Violação sexual mediante fraude

Art. 215.  Ter conjunção carnal ou praticar outro ato libidinoso com alguém, mediante fraude ou outro meio que impeça ou dificulte a livre manifestação de vontade da vítima: Pena - reclusão, de 2 (dois) a 6 (seis) anos.

Parágrafo único. Se o crime é cometido com o fim de obter vantagem econômica, aplica-se também multa.

Assédio sexual

Art. 216-A. […] § 2o  A pena é aumentada em até um terço se a vítima é menor de 18 (dezoito) anos.

No art. 216-A trata de assédio sexual.

4. CONCLUSÃO

A partir das análises quantitativas, constata-se que crianças vítimas de abuso sexual sofrem transtornos psicológicos, passíveis de constatação por meio exame realizado por profissional devidamente habilitado.

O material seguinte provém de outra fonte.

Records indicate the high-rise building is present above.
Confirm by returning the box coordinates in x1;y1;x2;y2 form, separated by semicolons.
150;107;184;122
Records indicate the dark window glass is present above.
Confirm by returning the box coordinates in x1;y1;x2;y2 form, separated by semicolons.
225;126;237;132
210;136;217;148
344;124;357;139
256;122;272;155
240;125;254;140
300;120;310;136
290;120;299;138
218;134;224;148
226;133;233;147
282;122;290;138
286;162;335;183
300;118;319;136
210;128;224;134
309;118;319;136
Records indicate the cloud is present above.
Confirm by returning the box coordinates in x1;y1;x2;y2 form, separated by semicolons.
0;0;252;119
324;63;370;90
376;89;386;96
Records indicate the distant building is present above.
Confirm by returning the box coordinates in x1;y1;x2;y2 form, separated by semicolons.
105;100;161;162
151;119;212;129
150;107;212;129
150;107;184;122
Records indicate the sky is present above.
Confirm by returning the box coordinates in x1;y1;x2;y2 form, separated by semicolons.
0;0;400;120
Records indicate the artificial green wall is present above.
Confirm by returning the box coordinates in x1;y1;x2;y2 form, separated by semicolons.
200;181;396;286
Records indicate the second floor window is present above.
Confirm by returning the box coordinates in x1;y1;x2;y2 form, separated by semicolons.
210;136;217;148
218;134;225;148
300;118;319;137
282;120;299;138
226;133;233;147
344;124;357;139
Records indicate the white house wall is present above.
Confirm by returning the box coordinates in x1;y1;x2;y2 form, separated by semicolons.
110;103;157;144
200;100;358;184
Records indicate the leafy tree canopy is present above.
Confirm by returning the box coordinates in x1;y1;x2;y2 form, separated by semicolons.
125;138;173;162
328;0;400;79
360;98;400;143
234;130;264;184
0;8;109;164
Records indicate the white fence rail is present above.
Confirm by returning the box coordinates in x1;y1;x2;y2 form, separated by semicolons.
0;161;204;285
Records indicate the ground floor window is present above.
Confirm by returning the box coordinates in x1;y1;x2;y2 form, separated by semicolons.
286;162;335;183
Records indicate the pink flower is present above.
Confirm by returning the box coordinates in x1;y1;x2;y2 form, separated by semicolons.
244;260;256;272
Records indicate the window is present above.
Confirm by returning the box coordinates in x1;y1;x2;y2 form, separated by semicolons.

Verifica-se, portanto, a obrigatoriedade dos profissionais envolvidos com a investigação criminal encaminharem crianças vítimas de violência sexual para a realização de exames psicológicos, sobretudo nos casos em que inexistem vestígios físicos, cumprindo o determinado no artigo 158 do código de processo penal que afirma que nas situações em que a infração deixar vestígios é imprescindível a realização de exame de corpo de delito e o dano psicológico nos crimes sexuais, reconhecidamente pela medicina forense, existem e são aferíveis.

5. REFERÊNCIAS

BRASIL. Código de Processo Penal. Decreto-Lei N°3.689 de 03 de Outubro de 1941.

BRASIL. Código Penal Brasileiro Decreto-lei 2.848 de 7de dezembro de 1940.

BRASIL. Constituição da Republica Federativa do Brasil de 1988.

CASTRO, Leonardo. A Reforma do Código Penal. Disponivel em http://advogadoleonardocastro.wordpress.com/2009/08/10/breves-comentarios-a-lei-12-0152009/. Acesso em 03 mar. 2014.

BRASIL. Estatuto da Criança e do Adolescente - Lei Nº 8.069 de 13 de Julho de 1990.

LEI Nº 12.015, DE 7 DE AGOSTO DE 2009. Disponível em http://www.planalto.gov.br/ccivil_03/_ato2007-2010/2009/lei/l12015.htm. Acesso em 10 mar. 2014.

SILVA. Tadeu Antônio Dix. Crimes sexuais: reflexões sobre a Nova Lei nº 11.106/2005. São Paulo. J.H. Mizuno. 2006.